8.2 For the purposes of this clause a force majeure event shall without limitation of the generality of the aforegoing be deemed to include strikes, lock-outs, labour disputes, accidents, plant and machinery break-downs, fire, explosions, theft, war (whether declared or not), invasion, hostilities, riot, civil insurrection, flood, earthquake, lightening, act of local or national government, martial law, failure or delay on the part of the Lisa Twyman’s suppliers, of services, of bought out raw materials, to meet delivery dates, or failure or delay on the part of the Purchaser or Purchaser's agents or other contractors, to provide Lisa Twyman with free issue materials, specifications, or defect or changes in specifications or any other cause beyond the reasonable control of the party affected.

9. General Provisions

9.1 This Agreement, including the attached exhibits, constitutes the entire Agreement between both parties concerning this transaction, and replaces all previous communications, representations, understandings, and Agreements, whether verbal or written between the parties to this Agreement or their representatives. No representations or statements of any kind made by either party, which are not expressly stated in this Agreement, shall be binding on such parties.

9.2 No waiver, amendment or modification of any provisions of this Agreement shall be effective unless in writing and signed by a duly authorized representative of the party against whom such waiver, amendment or modification is sought to be enforced. Furthermore, no provisions in either party's purchase orders or in any other business forms employed by either party will supersede the terms and conditions of this Agreement.

9.3 Any notice required or permitted by this Agreement shall be deemed given if sent by registered mail, postage prepaid with return receipt requested, addressed to the other party at the address set forth in the preamble of this Agreement or at such other address for which such party gives notice hereunder. Delivery shall be deemed effective three (3) days after deposit with postal authorities.

9.4 Except as expressly set forth within this Agreement, neither party may transfer or assign, directly or indirectly, this Agreement or its rights and obligations hereunder without the express written permission of the other party, not to be unreasonably withheld; provided, however, that both parties shall have the right to assign or otherwise transfer this Agreement to any parent, subsidiary, affiliated entity or pursuant to any merger, consolidation or re-organization, provided that all such assignees and transferees agree in writing to be bound by the terms of this agreement prior to such assignment or transfer. Subject to the foregoing, this Agreement shall be binding upon and inure to the benefit of the parties hereto, their successors and assigns.
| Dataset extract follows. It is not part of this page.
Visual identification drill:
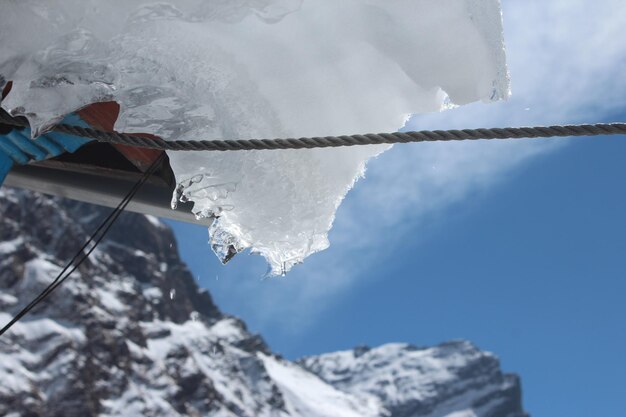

9.5 Except as otherwise provided for within this Agreement, neither party may assign any of its rights or delegate any of its obligations under this Agreement to any third party without the express written permission of the other. Any such assignment is deemed null and void.

9.6 Any dispute relating to the interpretation or performance of this Agreement shall be resolved at the request of either party through binding arbitration. Any dispute arising from or in connection with this Agreement shall be finally resolved in accordance with the Rules of the Arbitration Foundation of Southern Africa (AFSA) by an arbitrator or arbitrators appointed by the Foundation.

9.7 If any provisions of this Agreement are held by a court of competent Jurisdiction to be invalid under any applicable statute or rule of law, they are to that extent to be deemed omitted and the remaining provisions of this Agreement shall remain in full force and effect.

9.8 The titles and headings of the various sections and sections in this Agreement are intended solely for convenience of reference and are not intended for any other purpose whatsoever, or to explain, modify or place any construction upon or on any of the provisions of this Agreement.